REPUBLIKA.CO.ID, JAKARTA -- Presiden Joko Widodo (Jokowi) mengingatkan Menteri Keuangan Sri Mulyani agar APBN betul-betul dikelola secara hati-hati. Sehingga, fiskal yang dimiliki pemerintah diharapkan dapat digunakan secara berkelanjutan untuk menghadapi situasi dunia tahun depan yang diprediksi gelap.
"Saya selalu sampaikan kepada Bu Menteri, Bu Menteri, kita ini memiliki amunisi. Saya minta betul-betul dijaga hati-hati, bijaksana betul dalam menggunakan setiap rupiah yang kita miliki, tidak jor-joran, dan betul-betul harus dijaga. Tidak boleh kita hanya berpikir uang itu hanya untuk hari ini atau tahun ini. Tahun depan seperti apa?" kata Jokowi di acara (UOB) Economic Outlook 2023, Kamis (29/9/2022).
Jokowi menyampaikan, para pengamat internasional memprediksi kondisi tahun depan akan lebih gelap dibandingkan tahun ini. "Tapi, kalau kita punya persiapan amunisi, ini akan berbeda, sehingga betul-betul APBN kita APBN yang berkelanjutan," kata dia.
Jokowi mengatakan, saat ini dunia berada pada ketidakpastian yang tinggi karena berbagai masalah yang terjadi, mulai dari pandemi yang belum usai hingga perang di Ukraina yang diperkirakan belum akan berakhir dalam waktu dekat.

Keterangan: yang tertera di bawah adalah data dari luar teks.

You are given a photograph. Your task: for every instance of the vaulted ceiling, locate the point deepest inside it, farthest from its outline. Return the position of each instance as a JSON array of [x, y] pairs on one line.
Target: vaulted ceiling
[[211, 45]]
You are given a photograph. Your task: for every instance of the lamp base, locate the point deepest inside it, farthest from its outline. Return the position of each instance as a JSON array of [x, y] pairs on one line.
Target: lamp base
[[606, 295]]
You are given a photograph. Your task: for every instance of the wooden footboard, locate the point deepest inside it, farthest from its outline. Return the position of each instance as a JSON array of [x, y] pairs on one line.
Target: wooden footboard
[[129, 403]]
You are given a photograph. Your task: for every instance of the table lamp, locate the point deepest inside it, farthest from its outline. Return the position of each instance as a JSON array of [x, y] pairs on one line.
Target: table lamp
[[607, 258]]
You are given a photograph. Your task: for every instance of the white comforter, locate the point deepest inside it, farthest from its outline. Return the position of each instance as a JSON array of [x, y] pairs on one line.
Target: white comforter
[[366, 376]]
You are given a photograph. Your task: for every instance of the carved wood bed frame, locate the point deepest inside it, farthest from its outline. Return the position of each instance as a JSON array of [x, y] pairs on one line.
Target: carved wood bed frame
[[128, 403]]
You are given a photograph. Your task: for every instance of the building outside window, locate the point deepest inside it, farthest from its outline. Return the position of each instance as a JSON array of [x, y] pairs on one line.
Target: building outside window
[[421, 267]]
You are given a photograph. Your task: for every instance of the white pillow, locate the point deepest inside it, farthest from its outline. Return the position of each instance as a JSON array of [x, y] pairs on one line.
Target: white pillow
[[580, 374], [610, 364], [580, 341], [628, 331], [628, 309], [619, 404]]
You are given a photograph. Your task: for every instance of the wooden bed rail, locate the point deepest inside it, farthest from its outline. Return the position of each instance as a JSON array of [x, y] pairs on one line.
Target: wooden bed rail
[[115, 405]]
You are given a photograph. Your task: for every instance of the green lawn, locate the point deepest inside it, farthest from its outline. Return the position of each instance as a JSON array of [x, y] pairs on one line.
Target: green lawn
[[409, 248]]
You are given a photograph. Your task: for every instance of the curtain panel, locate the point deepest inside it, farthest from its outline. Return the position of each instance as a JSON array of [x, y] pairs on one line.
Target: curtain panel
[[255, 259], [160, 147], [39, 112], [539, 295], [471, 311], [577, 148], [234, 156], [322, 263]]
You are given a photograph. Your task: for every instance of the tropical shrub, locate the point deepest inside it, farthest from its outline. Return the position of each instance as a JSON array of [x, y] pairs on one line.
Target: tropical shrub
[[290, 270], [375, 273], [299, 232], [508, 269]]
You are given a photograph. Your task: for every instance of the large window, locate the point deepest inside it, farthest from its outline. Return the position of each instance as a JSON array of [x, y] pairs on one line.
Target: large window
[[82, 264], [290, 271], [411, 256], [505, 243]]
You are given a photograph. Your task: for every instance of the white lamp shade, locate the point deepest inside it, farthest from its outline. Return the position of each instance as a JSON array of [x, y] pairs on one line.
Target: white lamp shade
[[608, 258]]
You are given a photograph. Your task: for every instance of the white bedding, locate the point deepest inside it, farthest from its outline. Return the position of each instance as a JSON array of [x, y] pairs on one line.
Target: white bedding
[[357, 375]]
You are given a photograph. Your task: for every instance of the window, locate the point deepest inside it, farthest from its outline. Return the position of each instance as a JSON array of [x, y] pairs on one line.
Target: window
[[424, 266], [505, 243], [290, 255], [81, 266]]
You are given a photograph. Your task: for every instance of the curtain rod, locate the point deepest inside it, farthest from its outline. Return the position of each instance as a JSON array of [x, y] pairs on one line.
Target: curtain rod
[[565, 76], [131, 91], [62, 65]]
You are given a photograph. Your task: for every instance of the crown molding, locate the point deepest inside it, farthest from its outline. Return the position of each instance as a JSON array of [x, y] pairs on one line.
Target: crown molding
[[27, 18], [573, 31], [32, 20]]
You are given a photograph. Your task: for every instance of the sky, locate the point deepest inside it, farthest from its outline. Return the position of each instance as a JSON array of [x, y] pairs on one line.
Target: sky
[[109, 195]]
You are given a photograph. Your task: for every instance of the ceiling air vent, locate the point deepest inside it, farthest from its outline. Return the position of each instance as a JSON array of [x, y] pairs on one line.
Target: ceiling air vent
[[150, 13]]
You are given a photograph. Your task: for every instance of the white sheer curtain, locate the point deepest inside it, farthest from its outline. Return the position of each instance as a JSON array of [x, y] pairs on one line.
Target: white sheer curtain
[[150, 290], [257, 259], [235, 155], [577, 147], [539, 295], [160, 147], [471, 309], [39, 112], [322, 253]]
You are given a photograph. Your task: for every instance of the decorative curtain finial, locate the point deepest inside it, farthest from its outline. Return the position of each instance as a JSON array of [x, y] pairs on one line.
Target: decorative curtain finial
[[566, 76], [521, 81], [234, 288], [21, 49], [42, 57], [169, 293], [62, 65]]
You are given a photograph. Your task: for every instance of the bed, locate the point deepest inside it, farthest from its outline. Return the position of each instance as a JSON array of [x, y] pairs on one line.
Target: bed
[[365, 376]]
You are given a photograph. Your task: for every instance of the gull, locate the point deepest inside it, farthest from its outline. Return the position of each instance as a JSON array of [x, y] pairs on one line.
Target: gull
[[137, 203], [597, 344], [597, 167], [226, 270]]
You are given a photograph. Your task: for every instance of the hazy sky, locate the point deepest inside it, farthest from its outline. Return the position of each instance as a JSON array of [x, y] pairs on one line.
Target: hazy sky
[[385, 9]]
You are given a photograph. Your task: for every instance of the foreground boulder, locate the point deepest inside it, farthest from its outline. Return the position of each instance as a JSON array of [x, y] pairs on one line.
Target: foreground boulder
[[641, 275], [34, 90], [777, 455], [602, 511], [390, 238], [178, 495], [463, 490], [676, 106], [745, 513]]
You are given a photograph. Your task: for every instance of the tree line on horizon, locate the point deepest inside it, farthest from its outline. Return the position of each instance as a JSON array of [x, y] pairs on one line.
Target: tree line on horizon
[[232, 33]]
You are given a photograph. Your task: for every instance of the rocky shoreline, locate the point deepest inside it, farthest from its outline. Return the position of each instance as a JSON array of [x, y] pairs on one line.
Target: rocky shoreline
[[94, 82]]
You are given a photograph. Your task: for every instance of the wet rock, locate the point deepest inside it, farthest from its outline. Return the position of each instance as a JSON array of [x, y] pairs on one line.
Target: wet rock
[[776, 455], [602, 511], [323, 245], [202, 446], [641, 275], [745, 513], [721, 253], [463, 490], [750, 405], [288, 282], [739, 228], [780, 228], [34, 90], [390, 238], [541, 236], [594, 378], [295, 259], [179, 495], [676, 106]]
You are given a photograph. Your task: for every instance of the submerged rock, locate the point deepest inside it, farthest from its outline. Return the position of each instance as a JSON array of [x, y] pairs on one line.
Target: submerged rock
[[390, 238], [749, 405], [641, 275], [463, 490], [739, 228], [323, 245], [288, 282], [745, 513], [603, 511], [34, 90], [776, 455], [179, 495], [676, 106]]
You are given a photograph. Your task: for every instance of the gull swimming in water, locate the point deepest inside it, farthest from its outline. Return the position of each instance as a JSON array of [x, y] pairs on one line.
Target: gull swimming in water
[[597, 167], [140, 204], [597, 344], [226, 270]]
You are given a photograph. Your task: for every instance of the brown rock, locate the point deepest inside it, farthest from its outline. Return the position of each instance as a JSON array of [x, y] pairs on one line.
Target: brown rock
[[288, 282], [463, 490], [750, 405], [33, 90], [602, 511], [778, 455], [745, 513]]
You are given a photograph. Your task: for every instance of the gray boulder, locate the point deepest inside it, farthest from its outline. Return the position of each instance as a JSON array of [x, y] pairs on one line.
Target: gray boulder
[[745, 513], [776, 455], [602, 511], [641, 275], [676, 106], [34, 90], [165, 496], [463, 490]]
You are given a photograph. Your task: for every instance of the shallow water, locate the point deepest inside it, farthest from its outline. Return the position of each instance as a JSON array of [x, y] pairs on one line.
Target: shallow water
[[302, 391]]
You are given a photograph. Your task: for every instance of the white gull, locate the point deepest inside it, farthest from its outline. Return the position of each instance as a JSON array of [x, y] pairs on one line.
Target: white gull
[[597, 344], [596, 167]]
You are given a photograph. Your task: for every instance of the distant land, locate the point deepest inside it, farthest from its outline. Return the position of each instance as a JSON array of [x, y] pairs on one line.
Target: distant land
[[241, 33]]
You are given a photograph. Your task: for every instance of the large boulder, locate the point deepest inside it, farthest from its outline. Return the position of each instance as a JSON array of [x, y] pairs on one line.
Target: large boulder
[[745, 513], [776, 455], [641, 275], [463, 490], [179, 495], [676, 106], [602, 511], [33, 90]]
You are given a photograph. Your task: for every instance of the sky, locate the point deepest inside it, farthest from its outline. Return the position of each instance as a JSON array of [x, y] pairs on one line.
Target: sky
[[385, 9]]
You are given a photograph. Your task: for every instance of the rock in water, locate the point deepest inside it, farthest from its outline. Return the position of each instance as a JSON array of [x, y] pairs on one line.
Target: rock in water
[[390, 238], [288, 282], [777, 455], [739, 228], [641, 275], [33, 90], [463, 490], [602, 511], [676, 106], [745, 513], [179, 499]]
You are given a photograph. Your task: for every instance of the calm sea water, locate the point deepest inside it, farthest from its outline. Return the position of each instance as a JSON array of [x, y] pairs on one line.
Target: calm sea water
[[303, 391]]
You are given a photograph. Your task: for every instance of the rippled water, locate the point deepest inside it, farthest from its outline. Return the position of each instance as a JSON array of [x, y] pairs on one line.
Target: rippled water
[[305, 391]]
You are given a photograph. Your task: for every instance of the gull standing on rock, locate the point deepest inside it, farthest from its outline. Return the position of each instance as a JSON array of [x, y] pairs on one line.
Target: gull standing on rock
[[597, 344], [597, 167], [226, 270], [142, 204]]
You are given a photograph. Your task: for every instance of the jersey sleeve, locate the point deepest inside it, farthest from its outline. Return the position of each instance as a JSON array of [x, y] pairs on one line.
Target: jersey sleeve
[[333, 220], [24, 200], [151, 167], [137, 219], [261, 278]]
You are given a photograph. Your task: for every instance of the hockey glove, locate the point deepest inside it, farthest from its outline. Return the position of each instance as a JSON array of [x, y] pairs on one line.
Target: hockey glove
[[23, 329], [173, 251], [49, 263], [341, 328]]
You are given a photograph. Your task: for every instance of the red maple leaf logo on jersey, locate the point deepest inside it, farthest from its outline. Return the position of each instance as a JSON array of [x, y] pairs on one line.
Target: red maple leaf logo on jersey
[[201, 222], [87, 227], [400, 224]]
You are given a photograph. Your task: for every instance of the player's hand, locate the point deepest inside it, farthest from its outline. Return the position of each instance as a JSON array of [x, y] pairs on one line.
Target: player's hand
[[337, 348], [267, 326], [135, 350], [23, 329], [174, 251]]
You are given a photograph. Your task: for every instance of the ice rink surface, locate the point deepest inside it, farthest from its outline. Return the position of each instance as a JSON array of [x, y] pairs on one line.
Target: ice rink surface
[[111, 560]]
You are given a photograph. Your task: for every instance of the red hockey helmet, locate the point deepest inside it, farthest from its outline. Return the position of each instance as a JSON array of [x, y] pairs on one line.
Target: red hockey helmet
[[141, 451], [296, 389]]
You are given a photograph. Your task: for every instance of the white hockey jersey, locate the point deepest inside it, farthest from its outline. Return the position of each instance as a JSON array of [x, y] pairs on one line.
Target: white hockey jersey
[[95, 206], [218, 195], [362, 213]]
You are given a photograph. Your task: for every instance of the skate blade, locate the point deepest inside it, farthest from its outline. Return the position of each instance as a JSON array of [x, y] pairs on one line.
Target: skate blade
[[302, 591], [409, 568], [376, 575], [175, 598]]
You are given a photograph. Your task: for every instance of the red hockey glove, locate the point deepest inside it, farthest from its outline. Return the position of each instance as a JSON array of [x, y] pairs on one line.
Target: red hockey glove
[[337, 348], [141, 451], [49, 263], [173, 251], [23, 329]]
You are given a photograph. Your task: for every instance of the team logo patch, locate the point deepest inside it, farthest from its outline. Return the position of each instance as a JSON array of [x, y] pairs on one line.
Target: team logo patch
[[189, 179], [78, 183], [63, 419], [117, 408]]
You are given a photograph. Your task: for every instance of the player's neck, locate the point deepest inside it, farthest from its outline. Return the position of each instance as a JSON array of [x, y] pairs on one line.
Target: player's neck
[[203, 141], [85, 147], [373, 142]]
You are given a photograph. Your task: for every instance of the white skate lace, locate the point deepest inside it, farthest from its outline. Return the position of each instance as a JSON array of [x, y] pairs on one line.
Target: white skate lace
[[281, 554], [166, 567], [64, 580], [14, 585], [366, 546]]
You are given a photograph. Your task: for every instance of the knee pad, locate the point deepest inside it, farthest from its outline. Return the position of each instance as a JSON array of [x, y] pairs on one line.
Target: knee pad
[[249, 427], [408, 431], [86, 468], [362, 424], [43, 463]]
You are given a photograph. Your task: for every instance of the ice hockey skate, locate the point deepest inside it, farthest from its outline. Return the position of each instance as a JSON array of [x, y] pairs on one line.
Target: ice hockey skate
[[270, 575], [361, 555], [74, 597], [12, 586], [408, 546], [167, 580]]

Karena itu, Jokowi menekankan pentingnya Indonesia memiliki ketahanan anggaran yang panjang.
"Perang (Rusia-Ukraina) tidak akan berhenti besok, bulan depan, atau tahun depan. Artinya, enggak jelas, sehingga yang kita perlukan, negara kita memerlukan sebuah endurance yang panjang," ujar Jokowi.
Jokowi pun mengingatkan Menteri Keuangan berhati-hati dalam mengelola Anggaran Pendapatan dan Belanja Negara (APBN). Ia meminta agar APBN digunakan untuk hal yang produktif dan memberikan imbal hasil yang jelas.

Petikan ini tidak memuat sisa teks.